17. Coin Change

Problem Statement

You are given an integer array coins representing coins of different denominations and an integer amount representing a total amount of money.

Return the fewest number of coins that you need to make up that amount. If that amount of money cannot be made up by any combination of the coins, return -1.

You may assume that you have an infinite number of each kind of coin.

Example 1:

Input: coins = [1,2,5], amount = 11 Output: 3 Explanation: 11 = 5 + 5 + 1

Example 2:

Input: coins = [2], amount = 3 Output: -1

Example 3:

Input: coins = [1], amount = 0 Output: 0

Solution

class Solution:
    def coinChange(self, coins: list[int], amount: int) -> int:
        # Create a DP array to store the minimum coins for each amount
        # Initialize with a value larger than any possible number of coins
        dp = [float('inf')] * (amount + 1)
        dp[0] = 0

        for i in range(1, amount + 1):
            for coin in coins:
                if i - coin >= 0:
                    dp[i] = min(dp[i], dp[i - coin] + 1)

        return dp[amount] if dp[amount] != float('inf') else -1

Explanation

This is a classic dynamic programming problem.

We create a dp array where dp[i] will store the minimum number of coins required to make the amount i.

1. Initialization: We initialize the dp array with a large value (infinity) to represent that the amounts are not yet reachable. dp[0] is set to 0 because it takes 0 coins to make an amount of 0.

2. Bottom-Up Calculation: We iterate from amount 1 up to the target amount.
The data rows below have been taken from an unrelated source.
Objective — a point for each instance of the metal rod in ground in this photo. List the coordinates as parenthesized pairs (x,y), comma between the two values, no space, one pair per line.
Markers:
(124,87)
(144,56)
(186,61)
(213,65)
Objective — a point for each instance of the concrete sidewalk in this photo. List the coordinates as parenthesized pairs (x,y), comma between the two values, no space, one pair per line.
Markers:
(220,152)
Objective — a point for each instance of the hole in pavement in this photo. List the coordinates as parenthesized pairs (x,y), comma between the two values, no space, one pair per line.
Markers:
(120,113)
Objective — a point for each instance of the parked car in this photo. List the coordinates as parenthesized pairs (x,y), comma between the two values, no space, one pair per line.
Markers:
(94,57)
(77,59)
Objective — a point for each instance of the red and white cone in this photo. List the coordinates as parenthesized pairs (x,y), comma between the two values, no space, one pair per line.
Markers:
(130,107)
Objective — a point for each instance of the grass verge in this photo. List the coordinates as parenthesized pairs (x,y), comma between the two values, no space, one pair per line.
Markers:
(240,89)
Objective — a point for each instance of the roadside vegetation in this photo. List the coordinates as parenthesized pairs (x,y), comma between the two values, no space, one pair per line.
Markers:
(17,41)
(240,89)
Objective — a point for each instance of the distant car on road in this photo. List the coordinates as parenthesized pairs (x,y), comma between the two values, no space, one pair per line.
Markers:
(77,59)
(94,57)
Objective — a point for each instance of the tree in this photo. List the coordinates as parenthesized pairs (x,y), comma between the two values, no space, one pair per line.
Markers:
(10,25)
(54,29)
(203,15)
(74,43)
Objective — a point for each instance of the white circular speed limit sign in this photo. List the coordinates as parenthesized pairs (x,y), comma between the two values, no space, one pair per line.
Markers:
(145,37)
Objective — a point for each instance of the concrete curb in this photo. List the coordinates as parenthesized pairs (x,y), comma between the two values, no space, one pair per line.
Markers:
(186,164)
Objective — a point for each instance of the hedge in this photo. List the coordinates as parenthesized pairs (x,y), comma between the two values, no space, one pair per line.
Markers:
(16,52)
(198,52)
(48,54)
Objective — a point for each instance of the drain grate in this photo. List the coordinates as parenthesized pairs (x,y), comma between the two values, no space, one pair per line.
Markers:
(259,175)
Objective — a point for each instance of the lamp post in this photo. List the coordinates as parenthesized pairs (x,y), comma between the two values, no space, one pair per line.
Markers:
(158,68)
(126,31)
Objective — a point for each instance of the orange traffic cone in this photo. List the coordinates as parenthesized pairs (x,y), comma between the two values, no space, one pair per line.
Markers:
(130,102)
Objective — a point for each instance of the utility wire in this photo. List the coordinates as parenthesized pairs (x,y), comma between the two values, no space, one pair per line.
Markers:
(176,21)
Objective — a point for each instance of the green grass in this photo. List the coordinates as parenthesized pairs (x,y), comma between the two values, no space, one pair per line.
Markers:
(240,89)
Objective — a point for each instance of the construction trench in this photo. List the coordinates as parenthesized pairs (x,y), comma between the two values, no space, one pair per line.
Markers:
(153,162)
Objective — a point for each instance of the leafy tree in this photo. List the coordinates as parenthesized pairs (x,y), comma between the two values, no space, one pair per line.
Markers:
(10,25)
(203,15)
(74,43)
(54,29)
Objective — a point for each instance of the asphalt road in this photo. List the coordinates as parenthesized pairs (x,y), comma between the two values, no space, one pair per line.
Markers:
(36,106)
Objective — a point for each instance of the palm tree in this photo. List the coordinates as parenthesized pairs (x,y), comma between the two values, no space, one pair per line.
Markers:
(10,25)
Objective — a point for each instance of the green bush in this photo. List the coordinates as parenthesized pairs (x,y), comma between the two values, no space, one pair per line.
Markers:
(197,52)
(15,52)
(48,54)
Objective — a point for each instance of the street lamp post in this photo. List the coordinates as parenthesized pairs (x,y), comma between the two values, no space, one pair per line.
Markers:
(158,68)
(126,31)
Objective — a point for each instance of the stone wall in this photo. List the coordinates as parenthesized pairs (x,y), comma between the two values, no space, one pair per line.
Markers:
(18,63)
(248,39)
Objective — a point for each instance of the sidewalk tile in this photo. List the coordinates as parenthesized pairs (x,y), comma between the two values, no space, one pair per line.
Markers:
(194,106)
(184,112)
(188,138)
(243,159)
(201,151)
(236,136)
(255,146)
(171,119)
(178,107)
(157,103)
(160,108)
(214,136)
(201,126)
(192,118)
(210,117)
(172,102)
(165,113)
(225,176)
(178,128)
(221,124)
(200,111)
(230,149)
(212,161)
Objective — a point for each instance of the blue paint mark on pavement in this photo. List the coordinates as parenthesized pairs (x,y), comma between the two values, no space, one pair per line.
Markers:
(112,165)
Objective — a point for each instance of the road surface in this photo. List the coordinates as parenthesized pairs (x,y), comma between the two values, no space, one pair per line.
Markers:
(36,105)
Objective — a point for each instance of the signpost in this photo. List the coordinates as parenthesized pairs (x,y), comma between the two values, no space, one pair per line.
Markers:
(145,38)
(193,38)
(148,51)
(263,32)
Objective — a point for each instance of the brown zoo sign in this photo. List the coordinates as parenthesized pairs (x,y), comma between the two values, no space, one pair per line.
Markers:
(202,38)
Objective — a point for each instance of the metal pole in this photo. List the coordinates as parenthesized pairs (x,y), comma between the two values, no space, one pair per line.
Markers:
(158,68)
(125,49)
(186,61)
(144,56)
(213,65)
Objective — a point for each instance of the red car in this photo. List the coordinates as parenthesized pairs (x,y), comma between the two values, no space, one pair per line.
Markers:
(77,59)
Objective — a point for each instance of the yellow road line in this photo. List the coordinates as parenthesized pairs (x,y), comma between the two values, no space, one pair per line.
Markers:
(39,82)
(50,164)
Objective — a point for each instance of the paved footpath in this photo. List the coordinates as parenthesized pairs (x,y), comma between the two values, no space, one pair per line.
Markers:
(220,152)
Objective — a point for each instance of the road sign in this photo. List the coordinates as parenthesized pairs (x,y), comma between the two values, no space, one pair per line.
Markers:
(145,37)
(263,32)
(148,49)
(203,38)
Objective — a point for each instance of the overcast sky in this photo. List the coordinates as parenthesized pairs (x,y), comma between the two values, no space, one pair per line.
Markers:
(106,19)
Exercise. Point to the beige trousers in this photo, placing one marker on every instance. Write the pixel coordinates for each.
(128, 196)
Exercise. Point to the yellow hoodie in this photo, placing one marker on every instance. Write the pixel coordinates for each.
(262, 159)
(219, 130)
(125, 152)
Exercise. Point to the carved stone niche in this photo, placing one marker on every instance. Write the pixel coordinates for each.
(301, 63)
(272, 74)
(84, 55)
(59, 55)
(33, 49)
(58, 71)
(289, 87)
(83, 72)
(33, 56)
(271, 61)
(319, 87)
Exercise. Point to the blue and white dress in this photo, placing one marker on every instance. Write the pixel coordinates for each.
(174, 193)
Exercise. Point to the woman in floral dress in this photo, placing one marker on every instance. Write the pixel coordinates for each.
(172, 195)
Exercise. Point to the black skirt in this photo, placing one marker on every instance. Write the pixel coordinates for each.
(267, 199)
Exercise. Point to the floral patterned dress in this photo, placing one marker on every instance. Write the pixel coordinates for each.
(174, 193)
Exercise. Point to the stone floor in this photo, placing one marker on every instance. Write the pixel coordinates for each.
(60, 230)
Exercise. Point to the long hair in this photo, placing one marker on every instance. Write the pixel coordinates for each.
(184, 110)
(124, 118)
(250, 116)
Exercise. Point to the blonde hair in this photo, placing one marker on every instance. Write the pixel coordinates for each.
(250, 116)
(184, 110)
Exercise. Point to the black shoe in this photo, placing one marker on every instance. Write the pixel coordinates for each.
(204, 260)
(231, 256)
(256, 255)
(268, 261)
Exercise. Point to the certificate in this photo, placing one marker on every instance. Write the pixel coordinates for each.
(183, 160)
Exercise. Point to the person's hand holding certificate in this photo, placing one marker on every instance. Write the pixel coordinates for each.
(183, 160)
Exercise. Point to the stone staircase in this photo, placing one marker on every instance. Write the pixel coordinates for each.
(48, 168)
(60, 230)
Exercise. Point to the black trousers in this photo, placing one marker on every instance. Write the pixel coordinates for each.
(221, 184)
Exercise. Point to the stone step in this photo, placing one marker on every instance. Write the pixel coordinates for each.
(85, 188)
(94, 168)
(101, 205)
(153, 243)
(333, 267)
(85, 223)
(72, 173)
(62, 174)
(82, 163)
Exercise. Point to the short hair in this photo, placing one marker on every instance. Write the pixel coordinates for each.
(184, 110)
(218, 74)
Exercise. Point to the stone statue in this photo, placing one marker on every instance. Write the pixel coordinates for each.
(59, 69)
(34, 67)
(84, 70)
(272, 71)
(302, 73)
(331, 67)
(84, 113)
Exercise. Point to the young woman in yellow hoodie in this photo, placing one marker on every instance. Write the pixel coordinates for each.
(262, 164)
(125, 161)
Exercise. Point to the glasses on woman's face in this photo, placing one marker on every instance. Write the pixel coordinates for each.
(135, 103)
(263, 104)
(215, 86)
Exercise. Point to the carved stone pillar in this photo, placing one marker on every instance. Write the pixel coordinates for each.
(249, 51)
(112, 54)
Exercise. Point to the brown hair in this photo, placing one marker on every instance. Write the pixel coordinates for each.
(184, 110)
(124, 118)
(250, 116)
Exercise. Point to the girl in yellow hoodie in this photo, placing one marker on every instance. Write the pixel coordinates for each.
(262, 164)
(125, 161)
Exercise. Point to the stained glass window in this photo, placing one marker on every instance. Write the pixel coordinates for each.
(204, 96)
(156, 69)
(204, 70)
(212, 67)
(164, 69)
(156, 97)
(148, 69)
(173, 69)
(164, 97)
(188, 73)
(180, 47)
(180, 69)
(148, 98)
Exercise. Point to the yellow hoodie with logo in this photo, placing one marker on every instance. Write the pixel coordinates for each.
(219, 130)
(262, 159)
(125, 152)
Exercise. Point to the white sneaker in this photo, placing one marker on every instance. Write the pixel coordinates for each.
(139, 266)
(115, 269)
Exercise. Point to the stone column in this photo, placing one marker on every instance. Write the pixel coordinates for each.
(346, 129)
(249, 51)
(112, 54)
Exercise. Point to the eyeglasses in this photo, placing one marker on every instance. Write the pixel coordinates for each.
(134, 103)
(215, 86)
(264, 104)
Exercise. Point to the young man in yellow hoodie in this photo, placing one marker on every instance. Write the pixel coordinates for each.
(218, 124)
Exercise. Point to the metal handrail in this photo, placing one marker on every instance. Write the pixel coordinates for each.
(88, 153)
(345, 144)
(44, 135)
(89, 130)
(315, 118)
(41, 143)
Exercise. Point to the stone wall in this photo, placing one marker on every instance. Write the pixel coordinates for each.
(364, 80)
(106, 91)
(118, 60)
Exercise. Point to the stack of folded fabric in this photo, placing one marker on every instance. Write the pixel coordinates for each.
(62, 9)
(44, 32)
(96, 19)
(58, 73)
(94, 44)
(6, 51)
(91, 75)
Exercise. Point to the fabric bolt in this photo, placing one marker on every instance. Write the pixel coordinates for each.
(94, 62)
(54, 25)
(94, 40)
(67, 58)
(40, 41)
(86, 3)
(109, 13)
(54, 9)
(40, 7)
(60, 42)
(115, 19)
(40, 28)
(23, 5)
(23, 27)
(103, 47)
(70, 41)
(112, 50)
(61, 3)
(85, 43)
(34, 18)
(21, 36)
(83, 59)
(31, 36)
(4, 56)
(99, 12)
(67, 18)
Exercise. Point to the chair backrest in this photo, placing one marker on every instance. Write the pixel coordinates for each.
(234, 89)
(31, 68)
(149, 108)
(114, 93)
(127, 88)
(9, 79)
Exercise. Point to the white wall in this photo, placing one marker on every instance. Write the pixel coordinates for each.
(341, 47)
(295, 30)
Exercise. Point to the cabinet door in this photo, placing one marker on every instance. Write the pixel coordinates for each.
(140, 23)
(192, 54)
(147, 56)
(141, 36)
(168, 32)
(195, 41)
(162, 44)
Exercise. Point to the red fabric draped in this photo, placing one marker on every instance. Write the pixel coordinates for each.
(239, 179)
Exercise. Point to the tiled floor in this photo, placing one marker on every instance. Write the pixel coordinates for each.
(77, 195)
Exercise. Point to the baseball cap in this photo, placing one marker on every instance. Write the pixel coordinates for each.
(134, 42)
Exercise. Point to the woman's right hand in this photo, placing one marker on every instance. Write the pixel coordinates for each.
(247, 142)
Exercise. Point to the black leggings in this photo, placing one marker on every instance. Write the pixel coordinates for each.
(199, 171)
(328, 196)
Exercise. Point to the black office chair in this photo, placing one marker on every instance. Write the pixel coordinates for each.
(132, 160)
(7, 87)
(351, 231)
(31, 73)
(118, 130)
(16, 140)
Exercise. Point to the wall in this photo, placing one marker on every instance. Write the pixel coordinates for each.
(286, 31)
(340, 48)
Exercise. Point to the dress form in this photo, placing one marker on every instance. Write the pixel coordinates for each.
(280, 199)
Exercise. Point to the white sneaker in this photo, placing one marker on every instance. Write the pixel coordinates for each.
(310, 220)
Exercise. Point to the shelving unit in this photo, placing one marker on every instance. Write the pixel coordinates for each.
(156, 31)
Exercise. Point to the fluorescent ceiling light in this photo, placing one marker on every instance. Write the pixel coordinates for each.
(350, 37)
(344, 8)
For each amount i, we iterate through our available coins.

3. DP Relation: If a coin is less than or equal to the current amount i, we can potentially use this coin. The number of coins to make i would be dp[i - coin] + 1. We take the minimum of this value and the current dp[i].

   • dp[i] = min(dp[i], dp[i - coin] + 1)

4. Final Result: After filling the dp array, dp[amount] will hold the minimum number of coins for the target amount. If it's still infinity, it means the amount is unreachable, so we return -1.

The time complexity is O(amount * n), where n is the number of coins, because of the nested loops. The space complexity is O(amount) for the dp array.